We prepared a small demo which demonstrates the whole pipeline using two fragments from the 3DMatch dataset. To carry out the demo, please run

python ./demo.py

after installing and compiling the necessary source code. It will compute the SDV voxel-grid for the input point clouds, before infering 32 dimensional 3DSmoothNet descriptors using the pretrained model. These descriptors are then used to estimate the rigid-body transformation parameters using RANSAC. Software outputs the results of RANSAC as well as two figures, first showing the inital state and the second the state after the 3DSmoothNet registration

3DSMoothNet

Data

Training data

Training data created using the RGB-D data from 3DMatch data set can be downloaded from here (145GB). It consists of a *.tfreford file for each scene, due to the size of the data several scenes are split into more *.tfreford files (329 files all together). In order to train the model using this data replace the sample_training_file.tfrecord file in ./data/train/trainingData3DMatch/ with the files from this archive. When run in train mode the source code will automatically read all the files from the selected folder.

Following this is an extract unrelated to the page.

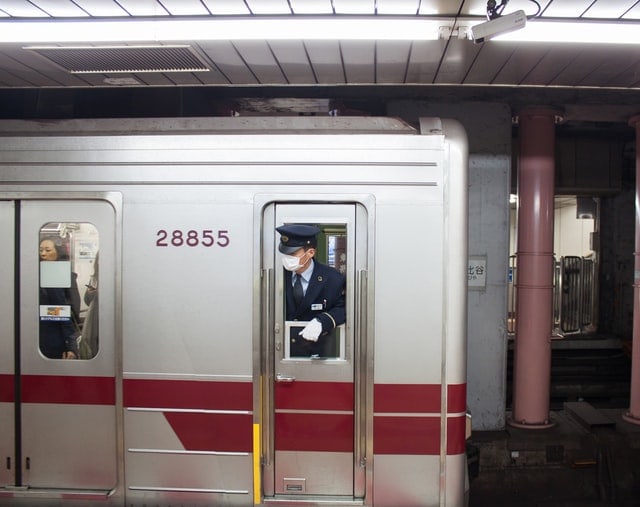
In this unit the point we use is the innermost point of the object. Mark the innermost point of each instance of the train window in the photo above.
(68, 297)
(324, 300)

If you use these data please consider also citing the authors of the data set 3DMatch.

Evaluation data sets

3DMatch

The pointclouds and indices of the interest points for the 3DMatch data set can be downloaded from here (0.27GB)

If you use these data please consider also citing the authors of the data set 3DMatch.

3DSparseMatch

The pointclouds and indices of the interest points for the 3DSparseMatch data set can be downloaded from here (0.83GB)

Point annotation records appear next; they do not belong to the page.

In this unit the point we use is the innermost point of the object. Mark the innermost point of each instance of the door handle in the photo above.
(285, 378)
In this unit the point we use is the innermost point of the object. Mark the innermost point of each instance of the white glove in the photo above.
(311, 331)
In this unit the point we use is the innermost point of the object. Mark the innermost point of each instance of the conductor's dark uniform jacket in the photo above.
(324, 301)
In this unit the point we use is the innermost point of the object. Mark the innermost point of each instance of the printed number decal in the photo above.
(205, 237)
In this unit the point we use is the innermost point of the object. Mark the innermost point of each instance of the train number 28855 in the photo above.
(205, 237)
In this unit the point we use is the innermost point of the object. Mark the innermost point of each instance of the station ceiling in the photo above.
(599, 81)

If you use these data please consider also citing the authors of the original data set 3DMatch.

ETH

The pointclouds and indices of the interest points for the ETH data set can be downloaded from here (0.11GB)

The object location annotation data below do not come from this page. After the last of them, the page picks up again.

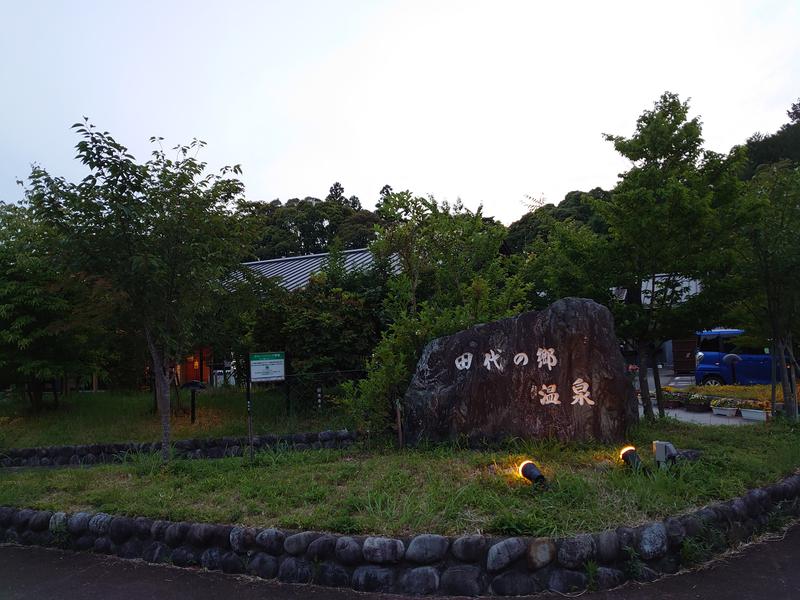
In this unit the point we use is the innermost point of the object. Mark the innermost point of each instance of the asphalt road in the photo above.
(767, 570)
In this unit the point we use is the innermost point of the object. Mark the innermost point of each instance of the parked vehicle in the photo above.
(723, 359)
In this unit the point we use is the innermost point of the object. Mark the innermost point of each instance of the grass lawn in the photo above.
(444, 490)
(747, 392)
(86, 418)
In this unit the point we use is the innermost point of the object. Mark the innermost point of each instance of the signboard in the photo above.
(267, 366)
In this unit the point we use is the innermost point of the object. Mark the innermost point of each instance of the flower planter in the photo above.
(754, 414)
(697, 407)
(724, 411)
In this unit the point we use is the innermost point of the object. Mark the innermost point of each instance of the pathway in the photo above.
(765, 570)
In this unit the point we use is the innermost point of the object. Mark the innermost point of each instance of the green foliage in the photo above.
(309, 225)
(53, 320)
(162, 234)
(452, 276)
(114, 416)
(331, 324)
(536, 226)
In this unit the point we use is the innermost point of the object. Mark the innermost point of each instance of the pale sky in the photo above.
(489, 102)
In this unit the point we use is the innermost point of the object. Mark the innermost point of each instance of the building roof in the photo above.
(295, 271)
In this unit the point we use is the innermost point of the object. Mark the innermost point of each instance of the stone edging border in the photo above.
(426, 564)
(195, 448)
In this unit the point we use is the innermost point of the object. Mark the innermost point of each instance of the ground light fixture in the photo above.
(665, 453)
(630, 457)
(531, 472)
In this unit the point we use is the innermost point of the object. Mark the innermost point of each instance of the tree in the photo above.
(766, 262)
(794, 112)
(53, 322)
(163, 234)
(660, 223)
(451, 275)
(537, 224)
(784, 144)
(336, 195)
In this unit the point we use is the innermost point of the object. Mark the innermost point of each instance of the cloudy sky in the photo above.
(490, 102)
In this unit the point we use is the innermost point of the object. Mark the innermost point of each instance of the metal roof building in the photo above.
(295, 271)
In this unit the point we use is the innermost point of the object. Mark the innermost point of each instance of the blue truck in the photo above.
(722, 359)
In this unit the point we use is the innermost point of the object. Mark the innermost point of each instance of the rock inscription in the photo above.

If you use these data please consider also citing the authors of the original data set ETH.

Pretrained model

The pretrained model of the 3DSmoothNet with 128 dim can be downloaded from here (0.10GB)

To use this model please unpack the archive to ./models/128_dim/.

TO DO!!

Add source code of the descriptors used as baseline

License

This code is released under the Simplified BSD License (refer to the LICENSE file for details).